As you can see, the Luxmark result is more or less the same as the 470, which is no big deal. However, the 2x 7950 total power consumption is just about 220W (110W per card) during the stress test.
I know TDP 120W doesn't mean the card will really draw 120W during the benchmark, however, I really want to know how much power the 470 actually draws during the Luxmark test (or stress test). If it still draw something like >100W, then there is almost no performance and power efficiency improvement from the 7950 to RX470 (in MacOS, at the moment). If it's actual power draw is <90W, then I will say the upgrade may be still worth. At least I will get more VRAM, and difference in power consumption is observable.

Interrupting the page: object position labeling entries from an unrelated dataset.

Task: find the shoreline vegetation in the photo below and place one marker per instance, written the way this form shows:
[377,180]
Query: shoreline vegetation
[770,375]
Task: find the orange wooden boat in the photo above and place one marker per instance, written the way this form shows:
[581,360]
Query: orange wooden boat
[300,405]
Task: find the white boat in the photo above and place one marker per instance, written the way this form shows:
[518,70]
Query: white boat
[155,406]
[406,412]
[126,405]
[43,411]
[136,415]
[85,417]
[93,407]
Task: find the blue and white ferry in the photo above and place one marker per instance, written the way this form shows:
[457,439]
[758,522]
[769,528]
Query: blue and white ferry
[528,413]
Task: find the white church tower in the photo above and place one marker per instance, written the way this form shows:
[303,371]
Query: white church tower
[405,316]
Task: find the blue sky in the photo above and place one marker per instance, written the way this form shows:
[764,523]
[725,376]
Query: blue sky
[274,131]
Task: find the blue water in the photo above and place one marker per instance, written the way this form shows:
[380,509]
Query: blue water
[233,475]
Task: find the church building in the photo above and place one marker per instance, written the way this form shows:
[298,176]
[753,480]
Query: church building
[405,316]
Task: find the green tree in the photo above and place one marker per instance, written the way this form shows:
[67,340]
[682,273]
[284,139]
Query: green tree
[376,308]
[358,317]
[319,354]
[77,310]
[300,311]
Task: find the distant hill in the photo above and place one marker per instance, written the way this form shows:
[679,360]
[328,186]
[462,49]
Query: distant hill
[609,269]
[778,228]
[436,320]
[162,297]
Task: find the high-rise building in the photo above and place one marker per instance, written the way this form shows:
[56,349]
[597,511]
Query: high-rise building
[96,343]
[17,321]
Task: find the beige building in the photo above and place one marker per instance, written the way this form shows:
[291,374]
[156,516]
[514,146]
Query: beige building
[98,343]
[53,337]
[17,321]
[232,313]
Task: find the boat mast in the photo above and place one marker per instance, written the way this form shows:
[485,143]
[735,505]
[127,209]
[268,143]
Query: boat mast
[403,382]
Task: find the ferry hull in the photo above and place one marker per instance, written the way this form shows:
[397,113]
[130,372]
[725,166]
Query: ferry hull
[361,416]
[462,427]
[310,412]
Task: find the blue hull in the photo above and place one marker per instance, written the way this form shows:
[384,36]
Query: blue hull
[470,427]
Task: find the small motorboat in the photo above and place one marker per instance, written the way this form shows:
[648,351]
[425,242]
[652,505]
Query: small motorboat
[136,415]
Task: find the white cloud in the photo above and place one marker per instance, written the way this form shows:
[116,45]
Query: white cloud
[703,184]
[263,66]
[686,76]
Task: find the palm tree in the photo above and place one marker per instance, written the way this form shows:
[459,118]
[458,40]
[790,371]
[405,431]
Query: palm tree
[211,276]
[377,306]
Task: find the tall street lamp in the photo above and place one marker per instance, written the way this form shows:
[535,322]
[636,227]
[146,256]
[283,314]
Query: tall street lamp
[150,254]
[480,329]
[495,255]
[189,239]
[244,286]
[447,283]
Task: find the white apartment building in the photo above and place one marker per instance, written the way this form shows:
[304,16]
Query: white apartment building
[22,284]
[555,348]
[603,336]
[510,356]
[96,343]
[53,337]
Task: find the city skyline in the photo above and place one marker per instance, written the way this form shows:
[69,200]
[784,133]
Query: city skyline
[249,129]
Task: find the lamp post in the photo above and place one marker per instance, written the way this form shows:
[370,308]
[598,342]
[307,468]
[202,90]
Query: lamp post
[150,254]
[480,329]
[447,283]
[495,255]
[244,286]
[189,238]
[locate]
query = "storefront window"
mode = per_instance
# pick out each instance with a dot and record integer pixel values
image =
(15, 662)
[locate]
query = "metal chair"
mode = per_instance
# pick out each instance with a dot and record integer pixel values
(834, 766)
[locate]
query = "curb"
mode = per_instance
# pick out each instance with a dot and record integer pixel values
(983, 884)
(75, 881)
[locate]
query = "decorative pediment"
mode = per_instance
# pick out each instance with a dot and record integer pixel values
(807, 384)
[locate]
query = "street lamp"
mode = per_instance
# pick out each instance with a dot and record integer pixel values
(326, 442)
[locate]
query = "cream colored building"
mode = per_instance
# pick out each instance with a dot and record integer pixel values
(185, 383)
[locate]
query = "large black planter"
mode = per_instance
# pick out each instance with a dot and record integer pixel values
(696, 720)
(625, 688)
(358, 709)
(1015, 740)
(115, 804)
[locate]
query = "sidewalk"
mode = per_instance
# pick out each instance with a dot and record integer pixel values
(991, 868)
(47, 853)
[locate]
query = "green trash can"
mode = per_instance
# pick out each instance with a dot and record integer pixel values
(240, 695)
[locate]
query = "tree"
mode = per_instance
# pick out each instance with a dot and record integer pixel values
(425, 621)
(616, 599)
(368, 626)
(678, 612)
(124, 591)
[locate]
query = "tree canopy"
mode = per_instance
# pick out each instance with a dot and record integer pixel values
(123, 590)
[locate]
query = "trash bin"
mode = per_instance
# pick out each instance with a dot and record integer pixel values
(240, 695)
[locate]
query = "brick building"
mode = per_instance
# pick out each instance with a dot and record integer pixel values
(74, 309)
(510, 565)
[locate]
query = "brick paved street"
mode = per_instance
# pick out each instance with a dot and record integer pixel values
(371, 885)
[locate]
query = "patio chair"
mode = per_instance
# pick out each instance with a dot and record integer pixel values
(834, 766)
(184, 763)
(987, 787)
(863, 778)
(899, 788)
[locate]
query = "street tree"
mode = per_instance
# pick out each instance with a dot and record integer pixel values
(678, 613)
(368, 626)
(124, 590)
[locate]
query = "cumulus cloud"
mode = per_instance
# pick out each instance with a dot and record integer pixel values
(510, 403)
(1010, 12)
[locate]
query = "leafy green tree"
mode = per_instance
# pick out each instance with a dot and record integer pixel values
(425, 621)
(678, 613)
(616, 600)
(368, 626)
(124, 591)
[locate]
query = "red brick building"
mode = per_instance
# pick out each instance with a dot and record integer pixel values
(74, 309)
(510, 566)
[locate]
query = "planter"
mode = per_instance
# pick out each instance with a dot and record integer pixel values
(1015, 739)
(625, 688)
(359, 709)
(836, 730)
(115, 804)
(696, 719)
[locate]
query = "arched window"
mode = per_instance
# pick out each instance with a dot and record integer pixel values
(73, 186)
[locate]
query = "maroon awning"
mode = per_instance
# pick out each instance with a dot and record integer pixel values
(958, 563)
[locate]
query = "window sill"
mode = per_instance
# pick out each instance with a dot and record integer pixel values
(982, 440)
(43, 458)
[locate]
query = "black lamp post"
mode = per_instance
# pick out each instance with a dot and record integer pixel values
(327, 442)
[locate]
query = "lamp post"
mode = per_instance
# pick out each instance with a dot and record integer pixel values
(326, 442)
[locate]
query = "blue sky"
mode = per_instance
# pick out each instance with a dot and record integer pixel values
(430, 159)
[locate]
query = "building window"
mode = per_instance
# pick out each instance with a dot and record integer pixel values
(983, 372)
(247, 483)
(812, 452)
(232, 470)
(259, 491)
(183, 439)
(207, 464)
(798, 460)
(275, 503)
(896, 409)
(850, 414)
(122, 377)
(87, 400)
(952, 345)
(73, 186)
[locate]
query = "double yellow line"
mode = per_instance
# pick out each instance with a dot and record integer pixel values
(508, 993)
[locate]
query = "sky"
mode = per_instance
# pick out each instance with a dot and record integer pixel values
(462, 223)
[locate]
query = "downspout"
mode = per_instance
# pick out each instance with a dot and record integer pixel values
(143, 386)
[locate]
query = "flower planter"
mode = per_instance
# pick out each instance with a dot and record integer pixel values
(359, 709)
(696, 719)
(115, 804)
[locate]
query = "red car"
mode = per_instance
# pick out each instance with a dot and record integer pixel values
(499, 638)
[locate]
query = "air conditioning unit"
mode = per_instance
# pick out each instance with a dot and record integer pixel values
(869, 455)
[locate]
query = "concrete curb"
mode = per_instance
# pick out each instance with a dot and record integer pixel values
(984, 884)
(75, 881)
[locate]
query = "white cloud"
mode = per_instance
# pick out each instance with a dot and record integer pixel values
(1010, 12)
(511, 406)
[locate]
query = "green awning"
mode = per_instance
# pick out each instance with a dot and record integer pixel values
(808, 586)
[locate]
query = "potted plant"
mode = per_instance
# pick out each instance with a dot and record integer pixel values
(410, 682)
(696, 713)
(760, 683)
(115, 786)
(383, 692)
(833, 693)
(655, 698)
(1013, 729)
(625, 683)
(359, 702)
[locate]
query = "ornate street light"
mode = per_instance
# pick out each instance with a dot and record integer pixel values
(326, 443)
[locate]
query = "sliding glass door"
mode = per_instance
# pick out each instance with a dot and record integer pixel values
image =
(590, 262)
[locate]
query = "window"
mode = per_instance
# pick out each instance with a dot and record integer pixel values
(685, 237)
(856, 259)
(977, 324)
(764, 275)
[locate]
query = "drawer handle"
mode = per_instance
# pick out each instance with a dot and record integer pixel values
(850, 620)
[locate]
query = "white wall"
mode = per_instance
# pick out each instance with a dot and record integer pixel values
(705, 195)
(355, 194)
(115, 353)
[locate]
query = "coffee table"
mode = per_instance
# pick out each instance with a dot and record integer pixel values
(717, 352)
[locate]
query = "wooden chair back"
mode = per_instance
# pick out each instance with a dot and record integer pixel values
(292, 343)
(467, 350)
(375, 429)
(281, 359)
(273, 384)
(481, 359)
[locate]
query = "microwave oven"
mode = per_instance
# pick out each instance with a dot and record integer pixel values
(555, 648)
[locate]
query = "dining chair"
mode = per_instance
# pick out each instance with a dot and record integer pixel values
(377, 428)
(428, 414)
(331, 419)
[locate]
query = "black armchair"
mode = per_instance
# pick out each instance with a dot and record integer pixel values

Of course, it may still hardly consider as an upgrade, but more like side stepping.
Let me know which app that one is to measure the power draw and I'll run with Luxmark.
The 470 is installed in slot 2. See if you can work out the power draw while Luxmark Hotel was rendering. It looks like just under 10 A from the slot and 6 pin cable, so less than 120W.
BTW, even when the system fans hit 1600RPM the GPU is barely audible under this heavy Luxmark render.
Sure. Obviously the card is installed in slot 2. So,
Slot 2, 12.11V x 4.38A = 53W
PCIe Boost A, 12.12V x 5.36A = 65W
Therefore, the card actually drawing 53+65W = 118W.